If the court is leaning towards non-disclosure, it must then weigh the decision against the interests of the parent in being able to see and respond to the material. Non-disclosure must only be ordered where there is a compelling reason. 

This balancing test was taken a step further in Re B (Disclosure to the Other Parties) [2001] 2 FLR 687 (decided since the advent of the Human Rights Act 1998). It provided that there must be a balance between the parties’ Article 6 right to a fair trial (ie to see the evidence against them), and the child’s Article 8 right to privacy.

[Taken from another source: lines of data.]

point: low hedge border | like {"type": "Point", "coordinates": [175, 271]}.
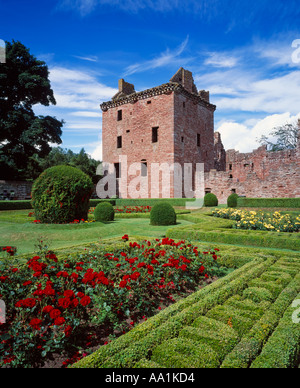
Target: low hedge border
{"type": "Point", "coordinates": [26, 204]}
{"type": "Point", "coordinates": [221, 324]}
{"type": "Point", "coordinates": [130, 348]}
{"type": "Point", "coordinates": [269, 202]}
{"type": "Point", "coordinates": [152, 201]}
{"type": "Point", "coordinates": [216, 230]}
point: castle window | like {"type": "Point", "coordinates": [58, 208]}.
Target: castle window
{"type": "Point", "coordinates": [119, 142]}
{"type": "Point", "coordinates": [118, 170]}
{"type": "Point", "coordinates": [144, 170]}
{"type": "Point", "coordinates": [155, 134]}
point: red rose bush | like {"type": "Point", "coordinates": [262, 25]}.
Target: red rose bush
{"type": "Point", "coordinates": [50, 302]}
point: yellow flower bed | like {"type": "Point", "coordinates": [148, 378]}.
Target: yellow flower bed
{"type": "Point", "coordinates": [258, 220]}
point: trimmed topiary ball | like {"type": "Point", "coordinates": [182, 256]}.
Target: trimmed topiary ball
{"type": "Point", "coordinates": [232, 200]}
{"type": "Point", "coordinates": [104, 212]}
{"type": "Point", "coordinates": [162, 214]}
{"type": "Point", "coordinates": [210, 200]}
{"type": "Point", "coordinates": [61, 194]}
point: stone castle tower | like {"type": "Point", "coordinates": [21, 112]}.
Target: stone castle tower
{"type": "Point", "coordinates": [170, 123]}
{"type": "Point", "coordinates": [174, 124]}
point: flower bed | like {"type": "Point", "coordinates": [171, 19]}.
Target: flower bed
{"type": "Point", "coordinates": [252, 220]}
{"type": "Point", "coordinates": [50, 303]}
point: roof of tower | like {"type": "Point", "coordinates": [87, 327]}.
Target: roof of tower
{"type": "Point", "coordinates": [181, 82]}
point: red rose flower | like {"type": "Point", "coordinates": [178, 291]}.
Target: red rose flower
{"type": "Point", "coordinates": [55, 314]}
{"type": "Point", "coordinates": [35, 323]}
{"type": "Point", "coordinates": [85, 301]}
{"type": "Point", "coordinates": [59, 321]}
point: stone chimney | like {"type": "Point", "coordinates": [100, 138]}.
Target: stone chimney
{"type": "Point", "coordinates": [125, 89]}
{"type": "Point", "coordinates": [185, 78]}
{"type": "Point", "coordinates": [204, 94]}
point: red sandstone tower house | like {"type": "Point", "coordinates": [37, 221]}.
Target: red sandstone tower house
{"type": "Point", "coordinates": [172, 123]}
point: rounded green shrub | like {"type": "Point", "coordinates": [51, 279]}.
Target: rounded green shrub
{"type": "Point", "coordinates": [104, 212]}
{"type": "Point", "coordinates": [61, 194]}
{"type": "Point", "coordinates": [232, 200]}
{"type": "Point", "coordinates": [162, 214]}
{"type": "Point", "coordinates": [210, 200]}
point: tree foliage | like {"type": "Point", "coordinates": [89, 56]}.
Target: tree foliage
{"type": "Point", "coordinates": [24, 82]}
{"type": "Point", "coordinates": [59, 156]}
{"type": "Point", "coordinates": [286, 137]}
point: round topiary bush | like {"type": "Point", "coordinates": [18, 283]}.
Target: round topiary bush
{"type": "Point", "coordinates": [162, 214]}
{"type": "Point", "coordinates": [232, 200]}
{"type": "Point", "coordinates": [61, 194]}
{"type": "Point", "coordinates": [210, 200]}
{"type": "Point", "coordinates": [104, 212]}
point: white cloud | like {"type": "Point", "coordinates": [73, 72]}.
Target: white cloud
{"type": "Point", "coordinates": [249, 91]}
{"type": "Point", "coordinates": [89, 59]}
{"type": "Point", "coordinates": [87, 114]}
{"type": "Point", "coordinates": [96, 153]}
{"type": "Point", "coordinates": [164, 59]}
{"type": "Point", "coordinates": [221, 60]}
{"type": "Point", "coordinates": [76, 89]}
{"type": "Point", "coordinates": [243, 136]}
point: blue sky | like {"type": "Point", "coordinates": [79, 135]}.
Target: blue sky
{"type": "Point", "coordinates": [246, 53]}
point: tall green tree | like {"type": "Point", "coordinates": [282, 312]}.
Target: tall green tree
{"type": "Point", "coordinates": [24, 82]}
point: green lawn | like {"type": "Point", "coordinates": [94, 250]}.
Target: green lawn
{"type": "Point", "coordinates": [241, 320]}
{"type": "Point", "coordinates": [17, 229]}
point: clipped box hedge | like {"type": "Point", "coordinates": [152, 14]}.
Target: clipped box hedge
{"type": "Point", "coordinates": [269, 202]}
{"type": "Point", "coordinates": [26, 204]}
{"type": "Point", "coordinates": [223, 325]}
{"type": "Point", "coordinates": [152, 201]}
{"type": "Point", "coordinates": [15, 205]}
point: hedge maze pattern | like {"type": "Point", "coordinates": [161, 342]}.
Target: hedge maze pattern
{"type": "Point", "coordinates": [243, 320]}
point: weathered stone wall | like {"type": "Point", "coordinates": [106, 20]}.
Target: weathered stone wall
{"type": "Point", "coordinates": [259, 174]}
{"type": "Point", "coordinates": [184, 119]}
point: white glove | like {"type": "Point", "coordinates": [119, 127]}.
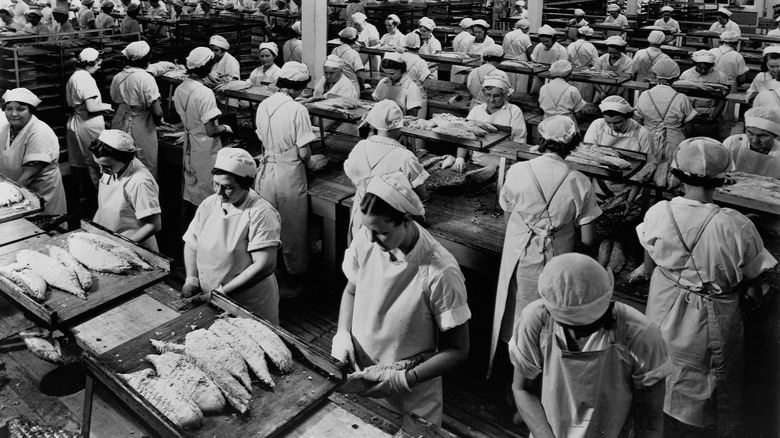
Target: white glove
{"type": "Point", "coordinates": [342, 348]}
{"type": "Point", "coordinates": [460, 165]}
{"type": "Point", "coordinates": [638, 275]}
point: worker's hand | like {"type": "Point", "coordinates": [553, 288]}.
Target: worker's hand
{"type": "Point", "coordinates": [387, 382]}
{"type": "Point", "coordinates": [343, 350]}
{"type": "Point", "coordinates": [460, 165]}
{"type": "Point", "coordinates": [191, 287]}
{"type": "Point", "coordinates": [638, 275]}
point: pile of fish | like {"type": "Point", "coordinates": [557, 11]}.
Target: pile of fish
{"type": "Point", "coordinates": [453, 126]}
{"type": "Point", "coordinates": [9, 194]}
{"type": "Point", "coordinates": [69, 271]}
{"type": "Point", "coordinates": [747, 185]}
{"type": "Point", "coordinates": [210, 368]}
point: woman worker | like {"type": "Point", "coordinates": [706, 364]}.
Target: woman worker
{"type": "Point", "coordinates": [601, 363]}
{"type": "Point", "coordinates": [137, 97]}
{"type": "Point", "coordinates": [128, 195]}
{"type": "Point", "coordinates": [85, 123]}
{"type": "Point", "coordinates": [230, 245]}
{"type": "Point", "coordinates": [30, 150]}
{"type": "Point", "coordinates": [664, 111]}
{"type": "Point", "coordinates": [401, 282]}
{"type": "Point", "coordinates": [268, 72]}
{"type": "Point", "coordinates": [702, 258]}
{"type": "Point", "coordinates": [618, 129]}
{"type": "Point", "coordinates": [558, 97]}
{"type": "Point", "coordinates": [381, 154]}
{"type": "Point", "coordinates": [197, 107]}
{"type": "Point", "coordinates": [496, 109]}
{"type": "Point", "coordinates": [543, 201]}
{"type": "Point", "coordinates": [284, 128]}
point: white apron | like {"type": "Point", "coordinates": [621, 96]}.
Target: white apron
{"type": "Point", "coordinates": [281, 181]}
{"type": "Point", "coordinates": [116, 212]}
{"type": "Point", "coordinates": [138, 122]}
{"type": "Point", "coordinates": [536, 240]}
{"type": "Point", "coordinates": [702, 327]}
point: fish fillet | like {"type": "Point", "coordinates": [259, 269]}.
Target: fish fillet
{"type": "Point", "coordinates": [64, 257]}
{"type": "Point", "coordinates": [234, 392]}
{"type": "Point", "coordinates": [22, 279]}
{"type": "Point", "coordinates": [249, 349]}
{"type": "Point", "coordinates": [97, 258]}
{"type": "Point", "coordinates": [189, 380]}
{"type": "Point", "coordinates": [54, 272]}
{"type": "Point", "coordinates": [273, 346]}
{"type": "Point", "coordinates": [182, 412]}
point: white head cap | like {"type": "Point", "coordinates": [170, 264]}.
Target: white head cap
{"type": "Point", "coordinates": [198, 57]}
{"type": "Point", "coordinates": [136, 50]}
{"type": "Point", "coordinates": [294, 71]}
{"type": "Point", "coordinates": [236, 161]}
{"type": "Point", "coordinates": [557, 128]}
{"type": "Point", "coordinates": [395, 189]}
{"type": "Point", "coordinates": [219, 41]}
{"type": "Point", "coordinates": [576, 289]}
{"type": "Point", "coordinates": [765, 118]}
{"type": "Point", "coordinates": [118, 139]}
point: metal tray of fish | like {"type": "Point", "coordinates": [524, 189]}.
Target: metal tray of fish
{"type": "Point", "coordinates": [31, 204]}
{"type": "Point", "coordinates": [313, 378]}
{"type": "Point", "coordinates": [62, 309]}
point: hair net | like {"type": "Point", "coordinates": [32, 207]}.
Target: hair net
{"type": "Point", "coordinates": [656, 37]}
{"type": "Point", "coordinates": [219, 41]}
{"type": "Point", "coordinates": [617, 104]}
{"type": "Point", "coordinates": [665, 68]}
{"type": "Point", "coordinates": [576, 289]}
{"type": "Point", "coordinates": [136, 50]}
{"type": "Point", "coordinates": [236, 161]}
{"type": "Point", "coordinates": [294, 71]}
{"type": "Point", "coordinates": [702, 156]}
{"type": "Point", "coordinates": [412, 40]}
{"type": "Point", "coordinates": [384, 116]}
{"type": "Point", "coordinates": [271, 47]}
{"type": "Point", "coordinates": [558, 128]}
{"type": "Point", "coordinates": [395, 189]}
{"type": "Point", "coordinates": [703, 56]}
{"type": "Point", "coordinates": [560, 69]}
{"type": "Point", "coordinates": [198, 57]}
{"type": "Point", "coordinates": [22, 95]}
{"type": "Point", "coordinates": [765, 118]}
{"type": "Point", "coordinates": [118, 139]}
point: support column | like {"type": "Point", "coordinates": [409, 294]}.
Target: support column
{"type": "Point", "coordinates": [314, 34]}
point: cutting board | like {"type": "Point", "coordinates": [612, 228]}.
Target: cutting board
{"type": "Point", "coordinates": [63, 309]}
{"type": "Point", "coordinates": [271, 410]}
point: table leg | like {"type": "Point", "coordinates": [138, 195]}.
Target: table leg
{"type": "Point", "coordinates": [86, 413]}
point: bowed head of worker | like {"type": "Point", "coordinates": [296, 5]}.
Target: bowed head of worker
{"type": "Point", "coordinates": [389, 208]}
{"type": "Point", "coordinates": [114, 149]}
{"type": "Point", "coordinates": [559, 135]}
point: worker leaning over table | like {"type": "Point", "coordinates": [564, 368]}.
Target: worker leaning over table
{"type": "Point", "coordinates": [703, 260]}
{"type": "Point", "coordinates": [496, 109]}
{"type": "Point", "coordinates": [284, 128]}
{"type": "Point", "coordinates": [664, 111]}
{"type": "Point", "coordinates": [29, 150]}
{"type": "Point", "coordinates": [137, 96]}
{"type": "Point", "coordinates": [405, 298]}
{"type": "Point", "coordinates": [586, 365]}
{"type": "Point", "coordinates": [618, 129]}
{"type": "Point", "coordinates": [231, 244]}
{"type": "Point", "coordinates": [546, 52]}
{"type": "Point", "coordinates": [380, 154]}
{"type": "Point", "coordinates": [197, 107]}
{"type": "Point", "coordinates": [544, 200]}
{"type": "Point", "coordinates": [85, 122]}
{"type": "Point", "coordinates": [128, 195]}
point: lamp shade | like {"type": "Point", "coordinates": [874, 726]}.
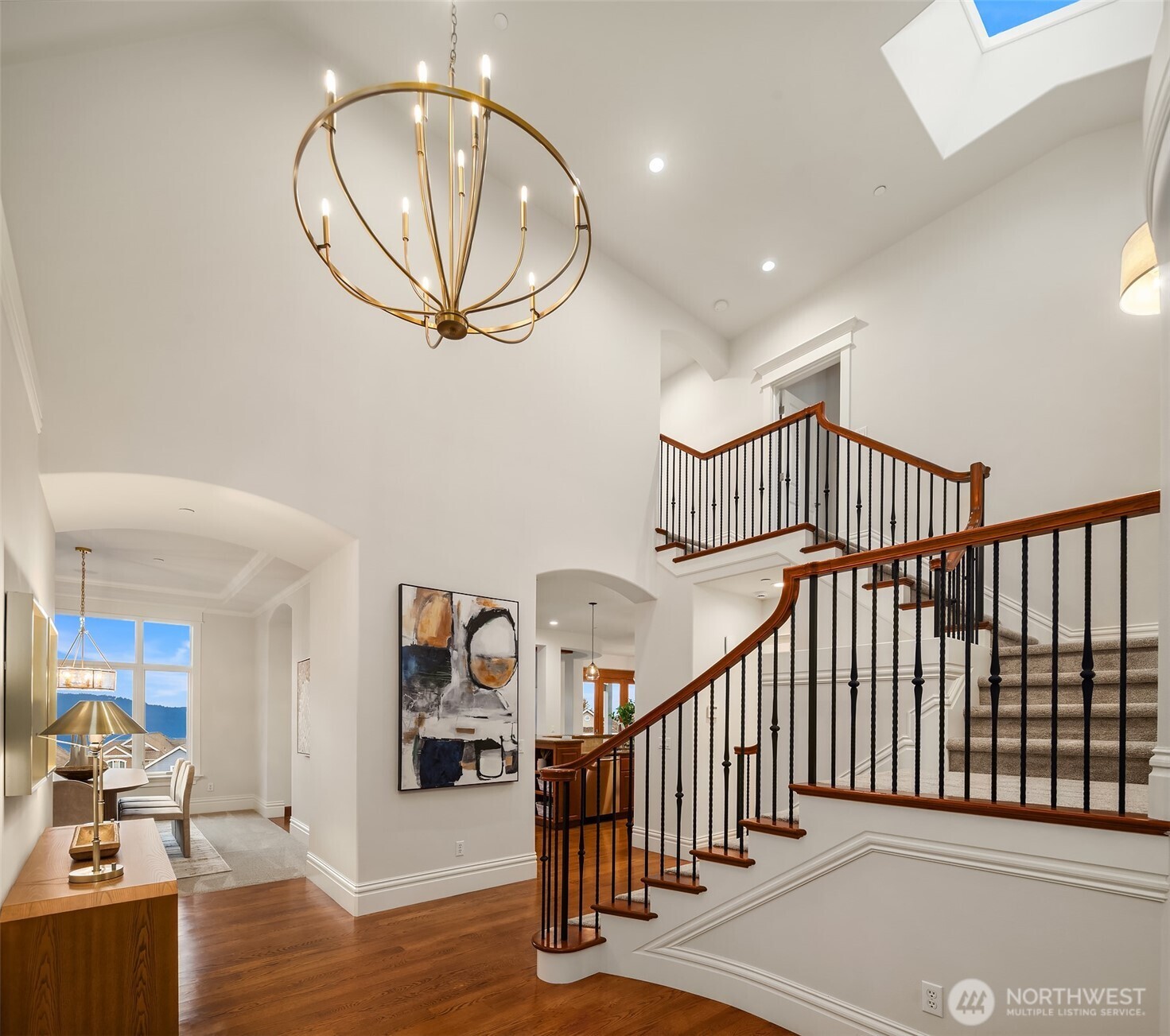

The court must first consider if the disclosure is relevant before conducting a balancing exercise of the competing rights.

In paragraph 22 of the judgment in Re: T (Children: Non-Disclosure), the Court of Appeal sets out the questions that a court should ask itself, if it is requested to authorise non-disclosure in the interests of a child:

  • Is the material relevant to the issues, or can it be excluded as being irrelevant or insufficiently relevant to them?
  • Would disclosure of the material involve a real possibility of significant harm to the child and, if so, of what nature and degree of probability?
  • Can the feared harm be addressed by measures to reduce its probability or likely impact?
  • Taking account of the importance of the material to the issues in the case, what are the overall welfare advantages and disadvantages to the child from disclosure or non-disclosure?
  • Where the child’s interests point towards non-disclosure, do those interests so compellingly outweigh the rights of the party deprived of disclosure that any non-disclosure is strictly necessary, giving proper weight to the consequences for that person in the particular circumstances?
  • Finally, if non-disclosure is appropriate, can it be limited in scope or duration so that the interference with the rights of others and the effect on the administration of justice is no more than would be proportionate to the feared harm?

Each case will, of course, turn on its specific facts. In this case, the Court of Appeal decided that, while there were significant concerns as to the child’s welfare by ordering disclosure to the father, there were suitable measures to mitigate them, so it ordered disclosure in an appropriately managed way. 

Furthermore, the guardian supported disclosure to the father on the basis that the children’s overall welfare may be stifled if he could not properly engage in the proceedings and the whole family psychological assessment, which held weight. 

Non-disclosure of evidence to a litigant should be the exception and not the rule; however, the welfare of a child must remain paramount, and there may be circumstances where the balancing test falls in favour of withholding disclosure.

Partially closed hearings

Additionally, the Court of Appeal endorsed the procedure in London Borough of Barking and Dagenham v RM & LS [2023] EWHC 777 (Fam) for partially closed hearings, where one party is excluded for a period while the court considers whether to withhold the disclosure of material to that party. 

It confirmed that the court must not reach a decision to withhold disclosure without hearing from the excluded party first. In this case, the Court of Appeal found that the judge had been incorrect to decide to withhold disclosure before hearing from the father.